I’ll go back to revise, of course.  I’ll take any distracting heartbeats out of the prose, and then I’ll check my own heart as I read to see if it’s doing that cringe thing in response to the failure, or the helplessness, or the longing.  In the end, it will wring me out, if it’s any good.

2 Responses to No Hearts, Gulps, or Sighs

  • I can see how those would the hard to write. There are so many details and emotions you want to portray to your audience but you want to do so in a way that gives your readers the experience of exploring the scene from their own point of view without unnecessary interruptions and distractions. While I am sure these scenes are quite daunting and frustrating even, just know that we readers appreciate your effort.

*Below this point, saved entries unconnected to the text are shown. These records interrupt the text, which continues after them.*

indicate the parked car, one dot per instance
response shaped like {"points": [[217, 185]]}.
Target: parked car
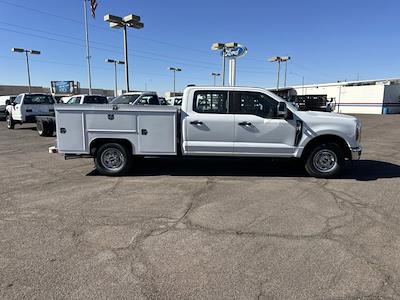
{"points": [[88, 99], [213, 121], [4, 101], [26, 107], [137, 98]]}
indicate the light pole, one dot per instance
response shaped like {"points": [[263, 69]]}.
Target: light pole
{"points": [[175, 70], [128, 21], [279, 60], [222, 48], [215, 77], [35, 52], [115, 62]]}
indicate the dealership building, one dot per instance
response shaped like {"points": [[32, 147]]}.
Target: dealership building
{"points": [[355, 97]]}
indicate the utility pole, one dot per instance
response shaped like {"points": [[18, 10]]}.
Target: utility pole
{"points": [[215, 75], [279, 60], [115, 62], [27, 52]]}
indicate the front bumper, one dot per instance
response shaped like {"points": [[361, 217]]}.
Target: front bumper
{"points": [[356, 153]]}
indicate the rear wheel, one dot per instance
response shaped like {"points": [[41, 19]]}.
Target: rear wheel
{"points": [[324, 161], [10, 122], [112, 159]]}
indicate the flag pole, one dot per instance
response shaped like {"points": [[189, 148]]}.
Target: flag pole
{"points": [[87, 47]]}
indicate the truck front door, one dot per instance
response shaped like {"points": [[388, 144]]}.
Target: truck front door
{"points": [[208, 127], [258, 131]]}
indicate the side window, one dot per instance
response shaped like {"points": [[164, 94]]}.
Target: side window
{"points": [[211, 102], [253, 103], [95, 100], [18, 100]]}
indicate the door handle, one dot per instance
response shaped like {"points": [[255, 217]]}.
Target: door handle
{"points": [[196, 123]]}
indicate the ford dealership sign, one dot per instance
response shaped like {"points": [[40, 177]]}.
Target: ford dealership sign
{"points": [[238, 51]]}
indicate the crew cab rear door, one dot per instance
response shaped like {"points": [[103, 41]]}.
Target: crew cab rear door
{"points": [[208, 127], [258, 131]]}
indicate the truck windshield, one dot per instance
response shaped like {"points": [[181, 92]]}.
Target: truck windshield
{"points": [[125, 99], [38, 99]]}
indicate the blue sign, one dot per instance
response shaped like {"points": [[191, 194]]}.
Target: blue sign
{"points": [[238, 51], [62, 87]]}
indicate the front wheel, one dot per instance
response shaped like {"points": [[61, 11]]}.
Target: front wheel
{"points": [[10, 122], [112, 159], [324, 161]]}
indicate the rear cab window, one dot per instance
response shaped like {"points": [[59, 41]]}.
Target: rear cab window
{"points": [[211, 102]]}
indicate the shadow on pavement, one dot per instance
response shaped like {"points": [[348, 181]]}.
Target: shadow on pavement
{"points": [[363, 170]]}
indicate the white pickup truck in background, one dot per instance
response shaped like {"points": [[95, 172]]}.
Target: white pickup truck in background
{"points": [[26, 107], [213, 121]]}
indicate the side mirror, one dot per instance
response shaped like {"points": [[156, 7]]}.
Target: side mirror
{"points": [[282, 110]]}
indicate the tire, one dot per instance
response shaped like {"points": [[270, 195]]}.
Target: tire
{"points": [[112, 159], [325, 161], [10, 122]]}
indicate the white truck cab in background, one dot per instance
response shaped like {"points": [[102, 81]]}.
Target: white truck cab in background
{"points": [[212, 121], [26, 107]]}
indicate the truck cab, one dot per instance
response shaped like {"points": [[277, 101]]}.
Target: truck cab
{"points": [[26, 107]]}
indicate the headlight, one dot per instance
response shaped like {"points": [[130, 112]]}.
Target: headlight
{"points": [[358, 132]]}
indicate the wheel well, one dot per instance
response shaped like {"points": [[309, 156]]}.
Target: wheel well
{"points": [[327, 139], [95, 144]]}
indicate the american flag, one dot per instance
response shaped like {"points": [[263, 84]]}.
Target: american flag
{"points": [[93, 6]]}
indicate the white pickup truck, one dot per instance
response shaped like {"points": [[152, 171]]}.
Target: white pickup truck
{"points": [[26, 107], [213, 121]]}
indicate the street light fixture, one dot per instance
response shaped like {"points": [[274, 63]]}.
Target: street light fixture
{"points": [[279, 60], [131, 21], [115, 62], [215, 77], [34, 52], [175, 70]]}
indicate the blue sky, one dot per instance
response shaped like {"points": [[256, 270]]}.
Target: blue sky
{"points": [[327, 40]]}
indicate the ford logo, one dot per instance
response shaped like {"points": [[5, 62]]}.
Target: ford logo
{"points": [[236, 52]]}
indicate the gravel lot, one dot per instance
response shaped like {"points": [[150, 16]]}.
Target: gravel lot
{"points": [[199, 229]]}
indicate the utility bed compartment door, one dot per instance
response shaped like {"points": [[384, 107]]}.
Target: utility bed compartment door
{"points": [[70, 135], [157, 133]]}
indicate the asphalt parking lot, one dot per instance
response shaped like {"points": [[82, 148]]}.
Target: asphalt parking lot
{"points": [[199, 229]]}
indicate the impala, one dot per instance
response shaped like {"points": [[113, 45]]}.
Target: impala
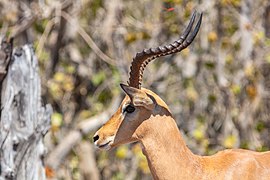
{"points": [[145, 118]]}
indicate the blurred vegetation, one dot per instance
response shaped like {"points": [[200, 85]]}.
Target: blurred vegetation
{"points": [[219, 88]]}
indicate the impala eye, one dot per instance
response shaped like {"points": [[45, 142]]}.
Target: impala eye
{"points": [[129, 109]]}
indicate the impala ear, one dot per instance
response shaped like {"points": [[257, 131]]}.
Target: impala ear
{"points": [[138, 97]]}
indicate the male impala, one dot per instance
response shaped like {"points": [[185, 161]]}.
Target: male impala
{"points": [[145, 118]]}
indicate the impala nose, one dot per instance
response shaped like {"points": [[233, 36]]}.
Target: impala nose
{"points": [[95, 138]]}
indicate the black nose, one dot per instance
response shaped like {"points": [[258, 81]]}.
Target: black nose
{"points": [[96, 138]]}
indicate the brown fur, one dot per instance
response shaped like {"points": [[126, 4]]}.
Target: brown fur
{"points": [[167, 154]]}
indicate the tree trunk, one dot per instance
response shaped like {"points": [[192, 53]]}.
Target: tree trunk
{"points": [[24, 120]]}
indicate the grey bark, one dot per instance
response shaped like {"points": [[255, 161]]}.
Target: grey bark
{"points": [[24, 120]]}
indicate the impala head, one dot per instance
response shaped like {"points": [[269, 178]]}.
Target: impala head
{"points": [[127, 124]]}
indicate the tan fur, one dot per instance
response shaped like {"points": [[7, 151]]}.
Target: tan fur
{"points": [[167, 154]]}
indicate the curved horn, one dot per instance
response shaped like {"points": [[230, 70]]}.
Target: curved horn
{"points": [[143, 58]]}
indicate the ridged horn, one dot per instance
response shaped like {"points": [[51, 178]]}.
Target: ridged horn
{"points": [[143, 58]]}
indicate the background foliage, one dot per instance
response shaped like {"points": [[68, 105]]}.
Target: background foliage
{"points": [[218, 89]]}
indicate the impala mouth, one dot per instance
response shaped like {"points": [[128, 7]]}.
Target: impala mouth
{"points": [[105, 146]]}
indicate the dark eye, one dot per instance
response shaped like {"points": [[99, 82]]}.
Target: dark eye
{"points": [[129, 109]]}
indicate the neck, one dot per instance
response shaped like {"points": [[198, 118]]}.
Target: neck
{"points": [[166, 151]]}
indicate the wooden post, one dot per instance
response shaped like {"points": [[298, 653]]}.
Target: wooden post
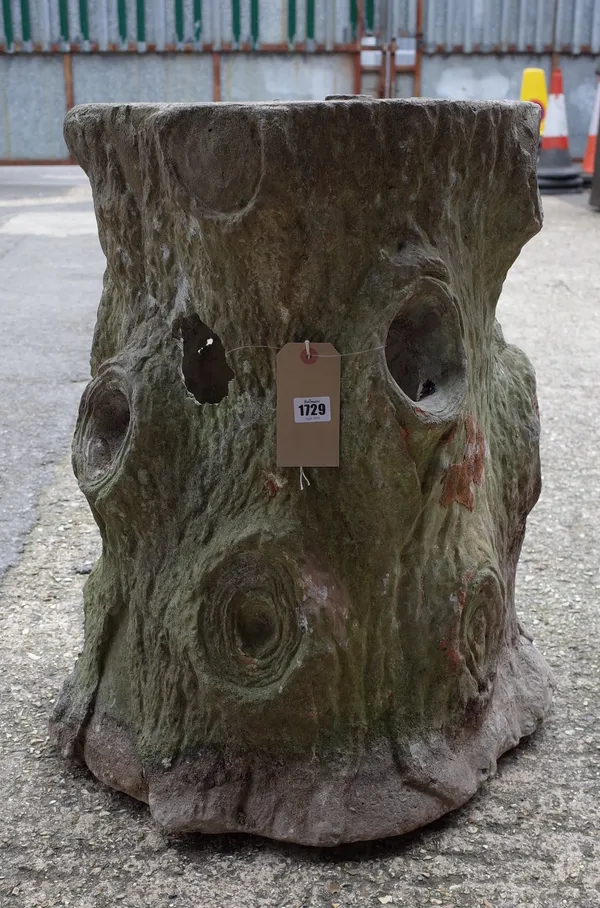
{"points": [[216, 76], [358, 58], [419, 51], [68, 71]]}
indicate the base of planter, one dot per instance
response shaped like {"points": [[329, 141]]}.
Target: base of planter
{"points": [[325, 805]]}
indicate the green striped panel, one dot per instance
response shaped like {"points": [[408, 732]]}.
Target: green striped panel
{"points": [[122, 17], [141, 21], [254, 22], [236, 21], [197, 20], [310, 20], [179, 20], [63, 15], [25, 20], [84, 20], [7, 16]]}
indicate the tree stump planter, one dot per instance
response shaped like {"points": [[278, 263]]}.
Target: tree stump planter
{"points": [[342, 662]]}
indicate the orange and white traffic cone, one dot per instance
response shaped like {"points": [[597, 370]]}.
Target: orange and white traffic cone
{"points": [[590, 148], [556, 171]]}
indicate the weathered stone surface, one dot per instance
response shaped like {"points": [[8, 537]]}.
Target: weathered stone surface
{"points": [[343, 662]]}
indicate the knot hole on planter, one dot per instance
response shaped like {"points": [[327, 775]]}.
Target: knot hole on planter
{"points": [[425, 354], [204, 366], [103, 427]]}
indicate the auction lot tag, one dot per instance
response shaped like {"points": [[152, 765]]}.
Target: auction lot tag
{"points": [[312, 409], [308, 406]]}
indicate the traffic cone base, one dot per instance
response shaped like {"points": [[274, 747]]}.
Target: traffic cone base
{"points": [[556, 172]]}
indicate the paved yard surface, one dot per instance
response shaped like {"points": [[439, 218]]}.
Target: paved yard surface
{"points": [[50, 283], [531, 838]]}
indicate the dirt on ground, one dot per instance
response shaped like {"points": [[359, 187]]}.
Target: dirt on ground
{"points": [[529, 839]]}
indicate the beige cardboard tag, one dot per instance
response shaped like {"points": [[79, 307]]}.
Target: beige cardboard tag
{"points": [[308, 406]]}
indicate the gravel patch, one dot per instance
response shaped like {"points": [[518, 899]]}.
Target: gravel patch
{"points": [[529, 839]]}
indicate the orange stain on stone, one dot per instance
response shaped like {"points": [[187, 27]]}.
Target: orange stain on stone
{"points": [[460, 477]]}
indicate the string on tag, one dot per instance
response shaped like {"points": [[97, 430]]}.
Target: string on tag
{"points": [[308, 353], [303, 479]]}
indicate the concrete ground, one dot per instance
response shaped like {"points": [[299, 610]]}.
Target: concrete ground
{"points": [[530, 839], [50, 283]]}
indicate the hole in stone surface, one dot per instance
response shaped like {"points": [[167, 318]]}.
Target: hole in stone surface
{"points": [[424, 352], [204, 366], [106, 430], [255, 628]]}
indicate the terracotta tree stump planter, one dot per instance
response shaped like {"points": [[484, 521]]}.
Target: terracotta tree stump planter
{"points": [[343, 662]]}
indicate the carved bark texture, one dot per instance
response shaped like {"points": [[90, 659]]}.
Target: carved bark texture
{"points": [[344, 662]]}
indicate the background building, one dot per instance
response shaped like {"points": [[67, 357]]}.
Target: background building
{"points": [[56, 53]]}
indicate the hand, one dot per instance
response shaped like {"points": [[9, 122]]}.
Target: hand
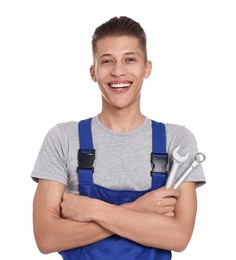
{"points": [[76, 207], [161, 201]]}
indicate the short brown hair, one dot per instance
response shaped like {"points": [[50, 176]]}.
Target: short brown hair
{"points": [[120, 26]]}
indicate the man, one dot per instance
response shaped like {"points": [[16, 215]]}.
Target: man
{"points": [[116, 207]]}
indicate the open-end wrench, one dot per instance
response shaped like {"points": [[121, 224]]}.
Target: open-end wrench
{"points": [[199, 158], [177, 160]]}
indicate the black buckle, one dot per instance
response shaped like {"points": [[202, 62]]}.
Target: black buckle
{"points": [[86, 158], [159, 162]]}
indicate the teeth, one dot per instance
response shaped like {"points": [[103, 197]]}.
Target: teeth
{"points": [[120, 85]]}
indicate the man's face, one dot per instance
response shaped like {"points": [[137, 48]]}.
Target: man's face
{"points": [[119, 68]]}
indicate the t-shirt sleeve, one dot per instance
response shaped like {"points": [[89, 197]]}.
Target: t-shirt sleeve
{"points": [[51, 162], [185, 138]]}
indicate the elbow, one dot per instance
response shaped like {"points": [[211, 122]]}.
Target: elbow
{"points": [[45, 244], [181, 242]]}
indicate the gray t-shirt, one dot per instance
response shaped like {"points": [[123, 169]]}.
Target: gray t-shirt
{"points": [[122, 159]]}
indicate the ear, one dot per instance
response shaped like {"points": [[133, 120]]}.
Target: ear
{"points": [[92, 73], [148, 69]]}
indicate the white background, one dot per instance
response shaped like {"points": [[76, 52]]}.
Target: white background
{"points": [[45, 55]]}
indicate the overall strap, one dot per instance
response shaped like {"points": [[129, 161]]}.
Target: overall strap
{"points": [[86, 154], [159, 156], [85, 134]]}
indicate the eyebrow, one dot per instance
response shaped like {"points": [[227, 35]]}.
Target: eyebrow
{"points": [[125, 54]]}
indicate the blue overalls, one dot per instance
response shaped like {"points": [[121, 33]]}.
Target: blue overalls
{"points": [[116, 247]]}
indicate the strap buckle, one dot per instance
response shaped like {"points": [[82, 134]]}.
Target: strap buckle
{"points": [[159, 162], [86, 159]]}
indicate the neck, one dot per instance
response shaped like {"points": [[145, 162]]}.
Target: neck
{"points": [[121, 120]]}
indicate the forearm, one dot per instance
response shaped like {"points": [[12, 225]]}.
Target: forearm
{"points": [[58, 234], [54, 233], [145, 228]]}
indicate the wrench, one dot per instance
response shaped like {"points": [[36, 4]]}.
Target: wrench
{"points": [[177, 160], [199, 158]]}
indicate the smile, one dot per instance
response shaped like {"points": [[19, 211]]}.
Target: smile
{"points": [[120, 85]]}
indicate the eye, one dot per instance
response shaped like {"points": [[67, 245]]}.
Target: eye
{"points": [[130, 60], [106, 61]]}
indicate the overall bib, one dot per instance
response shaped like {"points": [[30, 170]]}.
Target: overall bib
{"points": [[116, 247]]}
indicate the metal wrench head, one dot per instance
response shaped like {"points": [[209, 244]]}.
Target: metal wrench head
{"points": [[178, 157]]}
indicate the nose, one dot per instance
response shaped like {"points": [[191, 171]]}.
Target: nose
{"points": [[118, 69]]}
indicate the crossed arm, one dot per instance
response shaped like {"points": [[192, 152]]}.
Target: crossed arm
{"points": [[64, 221]]}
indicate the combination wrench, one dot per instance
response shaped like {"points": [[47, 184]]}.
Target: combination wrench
{"points": [[199, 158], [177, 160]]}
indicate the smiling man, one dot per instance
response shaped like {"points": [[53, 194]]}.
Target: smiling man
{"points": [[99, 196]]}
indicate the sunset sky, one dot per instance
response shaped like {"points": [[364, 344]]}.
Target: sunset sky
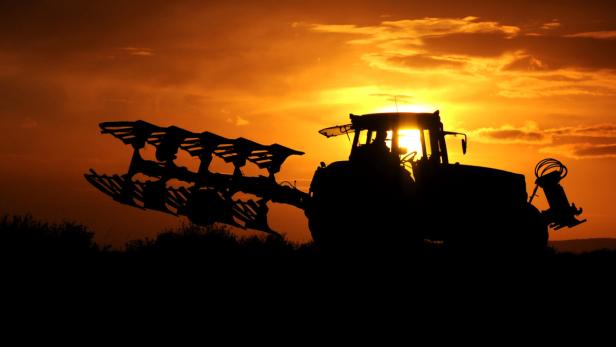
{"points": [[525, 79]]}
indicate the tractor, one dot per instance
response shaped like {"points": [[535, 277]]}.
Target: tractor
{"points": [[383, 199]]}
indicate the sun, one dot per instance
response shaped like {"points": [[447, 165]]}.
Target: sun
{"points": [[410, 140]]}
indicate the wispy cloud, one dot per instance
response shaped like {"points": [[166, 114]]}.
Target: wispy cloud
{"points": [[599, 35], [513, 61], [139, 51], [594, 141]]}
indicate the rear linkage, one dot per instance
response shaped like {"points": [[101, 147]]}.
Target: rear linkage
{"points": [[549, 173], [210, 198]]}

Scenes like this make your heart race and your blood boil and are often the ones that are most remembered in books. These scenes are what really allow us to connect to the characters you so brilliantly create. To sit down with a book and feel what the characters feel, to the point where your body can physically react to what is going on; this is what creates the never-ending bond between readers and a book. It is this feeling that hooks readers; it is the drug that keeps up coming back book after book, series after series… (sorry if I rambled on a bit, up late… I should probably go to bed lol).

  • Jesse ~
    Thank you! I agree that the emotional scenes are the ones that help us, as readers, connect to the characters. It’s a high goal to aim for when I’m writing.